Following the incorporation, which is in line with Section 53(1) of the PIA, the president has also made appointments into the board of the company, leading to the emergence of its chairman and members.
While Ifeanyi Ararume, a frontline politician from the South Eastern part of Nigeria, has been appointed Chairman of the board, Mele Kolo Kyari and Umar I. Ajiya are Chief Executive Officer, and Chief Financial Officer, respectively.
Other members are Tajudeen Umar (North East); Lami O. Ahmed (North Central); Mohammed Lawal (North West); Margaret Chuba Okadigbo (South East); Constance Harry Marshal (South South); and Pius Akinyelure (South West).
The new PIA under Section 59(2) gives the president the power to approve the appointment of the Board and Management of the NNPC Limited, with effect from the date of incorporation of the Company. This gives nobody any grounds on which to question the propriety or otherwise of the president’s choices and decisions in that connection.
Again, from the composition of the board, the appointment seems to be representative enough of the six geopolitical zones of the country and so, we commend the president for that new consciousness that appears to be nationalistic contrary to what the present government is known for.
But we are worried that the president did not look far away from his political constituency in making the appointments, especially the chairmanship of the board. We see everything wrong in the president’s choice of politicians as board members.
We expected the president to appoint technocrats into the board, given the kind of purpose the company is set out to serve and Nigerians’ expectations from it
We expected the president to appoint technocrats into the board, given the kind of purpose the company is set out to serve and Nigerians’ expectations from it and its board and management. The chairmanship of the board, in our view, should have looked in the direction of technocrats who are not in short supply in the country.
Many of the former managing directors and executive directors of the old NNPC are still very much around and would have been fit-for-purpose for that job given their wealth of experience, insider knowledge and sense of proper direction for the new company.
We expected that the new NNPC should be a clean break away from the old amorphous and money-guzzling entity that was seen more as federal government private estate or its Automated Teller Machine (ATM) than an enterprise with public purpose and national interest.
The ownership of the new NNPC is yet another source of worry to some Nigerians and we are not insulated to that worry. Though the Nigerian Governors Forum (NGF) supports the unbundling and commercialisation of the company, it faults the aspect of the PIA provisions that places its ownership on the federal government.

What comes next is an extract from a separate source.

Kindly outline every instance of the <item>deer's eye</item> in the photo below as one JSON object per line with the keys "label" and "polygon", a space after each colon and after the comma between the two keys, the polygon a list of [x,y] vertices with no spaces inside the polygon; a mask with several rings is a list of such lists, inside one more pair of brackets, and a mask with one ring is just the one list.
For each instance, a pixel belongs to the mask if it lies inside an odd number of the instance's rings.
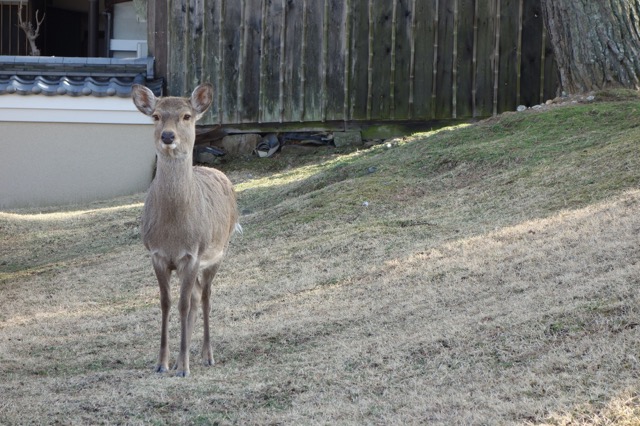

The forum would rather that the company is owned by Nigeria Sovereign Investment Authority (NSIA). We can’t agree more for obvious reasons.
As it is now, the ownership of all shares in the incorporated NNPC are vested with the government, and the Ministries of Finance and Petroleum hold the shares on behalf of the government and these shares are not transferable.
The NGF reasons that, given that the three tiers of government own the corporation, the new incorporated entity, that is the NNPC Limited, should be owned by a vehicle that holds the interest of the three tiers of government. That vehicle, according to them, is the NSIA.
Though, characteristically, the Nigerian governors would always come up with, or support propositions that are heavily tainted with selfish interests, in this particular instance, their reasoning appears to be not only logical, but also in public interest. And we share in that reasoning.
Like other well meaning Nigerians, we have our expectations not only from the new NNPC, but also from the PIA which gave it life. In our view, though the PIA is coming about 20 years behind expectations, there are still so much that could be achieved with the Act if properly implemented.
In the case of the new NNPC, the unbundling and commercialization of the old horse is expected to provide jobs and other commercial and economic opportunities that will impact the economy positively through the creation of activities that will improve household income and institution’s bottomline.
It is on the strength of that we urge President Buhari and his government to do all in their power and muster enough political will to see that both the PIA and the new NNPC succeed. If there are any particular changes or amendment that could be made, especially in the present structure of the new NNPC, to enable it to succeed, we are all for it.